The timeseries extension implements a new data type, timeseries
, as well as a number of utility
functions for creating, updating, selecting, and transforming them and the sample values which
comprise them.
Development on this project has been halted. Further understanding of PostgreSQL architecture and implementation have made it clear that Postgres LOs (BLOBs) are an inefficient mechanism for storing time series data in a columnar fashion. Because PostgreSQL employs MVCC, whenever data is modified, the database applies the update to a transaction-scoped copy of the object, marking the original as invalid once the transaction commits. This ordinarily occurs at the row level, but in the case of a LO, the entire binary data page underlying it must be copied because the data is opaque and the database cannot infer anything about its internal structure. Needless to say, this is highly inefficient for small data writes such as a single sample value, and thus LOs are only suitable for immutable or infrequently updated data. This thread on the pgsql-general mailing list provides more discussion.
At some point, development may be restarted when a suitable alternate implementation is identified, perhaps via a foreign data wrapper or direct file system interface.
This extension is experimental and undergoing development. Because of this, the software is unstable and source code quality is deemed unsuitable for general release at this time. Contact the author to request access to the distribution source code.
Read the INSTALL file in the distribution for instructions on building the
extension. Once built, it is installed into a PostgreSQL database with the
following psql
command:
CREATE EXTENSION timeseries;
The timeseries
extension requires PostgreSQL 9.0 or higher.
A timeseries
is another data type like any of the pre-existing ones which come with PostgreSQL
and defines the type for a column in a table just like the others:
CREATE TABLE samples (
key varchar NOT NULL,
ts timeseries NOT NULL
);
A timeseries
column is populated by calling the create
function (described below) and has a
number of properties which are specified at creation time:
The underlying data type of the samples collected within the timeseries
. It can be any of the
fixed-width PostgreSQL numeric types: bigint
, double precision
, integer
, real
, smallint
.
A timeseries
is composed of a collection of samples taken at a regular, repeated interval and this
property specifies this period in seconds.
Every timeseries
is defined over a finite interval of time as specified by its period and extent
and this property specifies the start of the interval as a PostgreSQL timestamp
.
This property specifies the extent, or number of samples at the timeseries
period which together
with the epoch determines the finite time interval over which it is defined.
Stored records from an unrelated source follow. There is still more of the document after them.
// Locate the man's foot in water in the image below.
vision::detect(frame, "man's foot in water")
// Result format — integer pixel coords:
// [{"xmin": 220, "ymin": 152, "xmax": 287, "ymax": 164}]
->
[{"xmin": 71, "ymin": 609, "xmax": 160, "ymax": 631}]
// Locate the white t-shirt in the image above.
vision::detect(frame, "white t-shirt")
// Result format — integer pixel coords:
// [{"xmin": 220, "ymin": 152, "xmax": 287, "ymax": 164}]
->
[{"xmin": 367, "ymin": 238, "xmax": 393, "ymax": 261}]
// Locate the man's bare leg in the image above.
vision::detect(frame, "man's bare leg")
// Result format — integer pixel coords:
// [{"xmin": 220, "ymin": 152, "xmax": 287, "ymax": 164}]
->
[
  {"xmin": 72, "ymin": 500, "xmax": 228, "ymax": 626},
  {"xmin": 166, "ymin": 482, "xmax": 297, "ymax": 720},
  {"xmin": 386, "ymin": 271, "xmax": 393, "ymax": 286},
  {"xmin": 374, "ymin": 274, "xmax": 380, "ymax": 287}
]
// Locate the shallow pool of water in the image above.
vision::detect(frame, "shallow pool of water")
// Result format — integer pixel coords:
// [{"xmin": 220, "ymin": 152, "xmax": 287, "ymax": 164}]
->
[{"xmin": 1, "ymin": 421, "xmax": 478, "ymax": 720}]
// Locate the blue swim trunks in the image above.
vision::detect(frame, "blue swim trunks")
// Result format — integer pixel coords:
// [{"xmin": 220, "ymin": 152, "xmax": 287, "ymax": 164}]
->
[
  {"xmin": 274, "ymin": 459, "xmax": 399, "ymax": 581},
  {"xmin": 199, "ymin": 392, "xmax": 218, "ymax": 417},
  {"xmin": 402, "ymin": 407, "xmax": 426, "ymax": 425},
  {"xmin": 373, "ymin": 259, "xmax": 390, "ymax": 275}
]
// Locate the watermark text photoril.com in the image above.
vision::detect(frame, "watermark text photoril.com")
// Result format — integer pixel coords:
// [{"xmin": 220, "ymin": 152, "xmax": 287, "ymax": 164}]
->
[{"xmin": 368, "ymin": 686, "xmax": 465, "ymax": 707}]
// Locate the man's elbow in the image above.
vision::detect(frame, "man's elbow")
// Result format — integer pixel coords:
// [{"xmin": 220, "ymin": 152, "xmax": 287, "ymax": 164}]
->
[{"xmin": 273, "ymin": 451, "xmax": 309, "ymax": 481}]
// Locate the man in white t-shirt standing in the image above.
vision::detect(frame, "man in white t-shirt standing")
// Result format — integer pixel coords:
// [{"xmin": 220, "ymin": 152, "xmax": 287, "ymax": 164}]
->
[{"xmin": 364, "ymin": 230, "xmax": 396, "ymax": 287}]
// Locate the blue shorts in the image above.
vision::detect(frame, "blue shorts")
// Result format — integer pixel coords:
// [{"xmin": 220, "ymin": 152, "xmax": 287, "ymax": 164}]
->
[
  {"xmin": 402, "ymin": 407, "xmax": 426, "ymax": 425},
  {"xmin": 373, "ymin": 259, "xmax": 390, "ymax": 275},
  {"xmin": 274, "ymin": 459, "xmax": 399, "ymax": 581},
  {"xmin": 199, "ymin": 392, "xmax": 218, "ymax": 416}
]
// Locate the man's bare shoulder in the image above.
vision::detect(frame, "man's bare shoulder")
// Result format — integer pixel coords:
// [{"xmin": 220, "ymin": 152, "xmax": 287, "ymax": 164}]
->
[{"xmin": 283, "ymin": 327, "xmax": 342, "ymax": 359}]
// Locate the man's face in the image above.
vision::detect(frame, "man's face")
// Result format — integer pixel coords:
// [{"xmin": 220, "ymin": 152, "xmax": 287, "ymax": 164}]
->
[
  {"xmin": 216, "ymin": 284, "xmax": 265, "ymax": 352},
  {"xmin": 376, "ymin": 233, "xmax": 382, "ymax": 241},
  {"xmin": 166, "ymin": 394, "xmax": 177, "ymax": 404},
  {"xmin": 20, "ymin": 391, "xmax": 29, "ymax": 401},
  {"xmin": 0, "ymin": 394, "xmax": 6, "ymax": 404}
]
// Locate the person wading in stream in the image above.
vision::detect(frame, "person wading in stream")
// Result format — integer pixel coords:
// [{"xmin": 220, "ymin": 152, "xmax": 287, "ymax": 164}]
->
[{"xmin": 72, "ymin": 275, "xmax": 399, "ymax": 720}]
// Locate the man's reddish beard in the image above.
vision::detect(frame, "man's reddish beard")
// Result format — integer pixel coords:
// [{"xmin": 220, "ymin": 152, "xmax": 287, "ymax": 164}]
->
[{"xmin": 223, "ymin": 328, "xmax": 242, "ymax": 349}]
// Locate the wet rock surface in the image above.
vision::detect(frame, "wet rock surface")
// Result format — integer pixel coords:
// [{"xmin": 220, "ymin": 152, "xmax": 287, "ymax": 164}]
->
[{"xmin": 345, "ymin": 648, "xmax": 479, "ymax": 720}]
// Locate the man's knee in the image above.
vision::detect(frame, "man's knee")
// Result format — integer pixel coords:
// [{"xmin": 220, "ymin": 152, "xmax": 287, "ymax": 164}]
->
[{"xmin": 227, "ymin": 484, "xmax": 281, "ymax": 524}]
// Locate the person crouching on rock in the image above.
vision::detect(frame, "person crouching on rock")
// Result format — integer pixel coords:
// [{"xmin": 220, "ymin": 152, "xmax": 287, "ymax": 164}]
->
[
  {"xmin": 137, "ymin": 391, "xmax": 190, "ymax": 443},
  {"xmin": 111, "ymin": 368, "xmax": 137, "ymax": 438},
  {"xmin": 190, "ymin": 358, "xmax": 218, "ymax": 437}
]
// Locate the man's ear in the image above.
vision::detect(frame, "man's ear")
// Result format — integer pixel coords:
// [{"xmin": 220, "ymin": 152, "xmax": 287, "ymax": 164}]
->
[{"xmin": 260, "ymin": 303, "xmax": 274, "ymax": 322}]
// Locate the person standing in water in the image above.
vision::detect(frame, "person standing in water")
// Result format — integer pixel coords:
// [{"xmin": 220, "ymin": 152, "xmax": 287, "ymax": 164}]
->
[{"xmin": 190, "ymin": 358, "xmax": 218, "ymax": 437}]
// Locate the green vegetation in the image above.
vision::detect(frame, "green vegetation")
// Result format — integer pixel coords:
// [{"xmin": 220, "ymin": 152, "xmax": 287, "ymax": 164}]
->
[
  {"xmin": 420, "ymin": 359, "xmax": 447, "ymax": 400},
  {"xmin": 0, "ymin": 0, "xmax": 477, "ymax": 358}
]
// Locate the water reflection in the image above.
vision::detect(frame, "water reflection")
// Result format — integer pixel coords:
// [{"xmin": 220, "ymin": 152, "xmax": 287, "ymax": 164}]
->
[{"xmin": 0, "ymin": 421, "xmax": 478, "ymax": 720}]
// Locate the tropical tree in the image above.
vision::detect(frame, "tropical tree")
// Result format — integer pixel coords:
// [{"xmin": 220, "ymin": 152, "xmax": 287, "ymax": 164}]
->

This property specifies the interpretation of the sample values within the timeseries
: it can be
either a COUNTER
, which is a monotonically increasing count of some observed phenomenon (for
example, the number of clicks on a specific ad banner on a web page, or the number of packets
transmitted across a certain network interface), or a GAUGE
, which is an instantaneous measurement
of some physical phenomenon (such as the current temperature at a given location).
As timeseries
are defined over a finite time interval as explained above, this property specifies
the behavior whenever new samples are recorded outside of the interval: it can either GROW
beyond
its original interval (if this happens, the extent
is increased), WRAP
around and overwrite
existing samples, or STOP
and silently discard the new samples being added.
A timeseries
is a repeated sequence of observations of some phenomenon at a fixed frequency, but
it is often the case that an observation will fail to be made or recorded. When this happens, the
gaps between the last last recorded observation and the newest will be filled according to the value
of this property: either a DEFAULT_VALUE
as specified by the gap_value
property will be filled in
or the previously recorded value is CARRY
'd forward.
Similar to the gapfill_mode
, this property provides another method to fill gaps when there are
missing samples: if NONE
, no interpolation is performed (and the gapfill_mode
specifies how to
handle the gap), if LINEAR
, simple linear interpolation is performed, and if CUBIC
, cubic spline
interpolation is performed. Note that if not enough samples are present to perform the indicated
interpolation, a NULL
value may be interpolated.
This property determines the value to use when gapfill_mode
is DEFAULT_VALUE
. It may be NULL
.
This property determines the minimum allowed value in the range of the sample data. If a sample with a lower value than this is recorded, an error is raised and the update fails.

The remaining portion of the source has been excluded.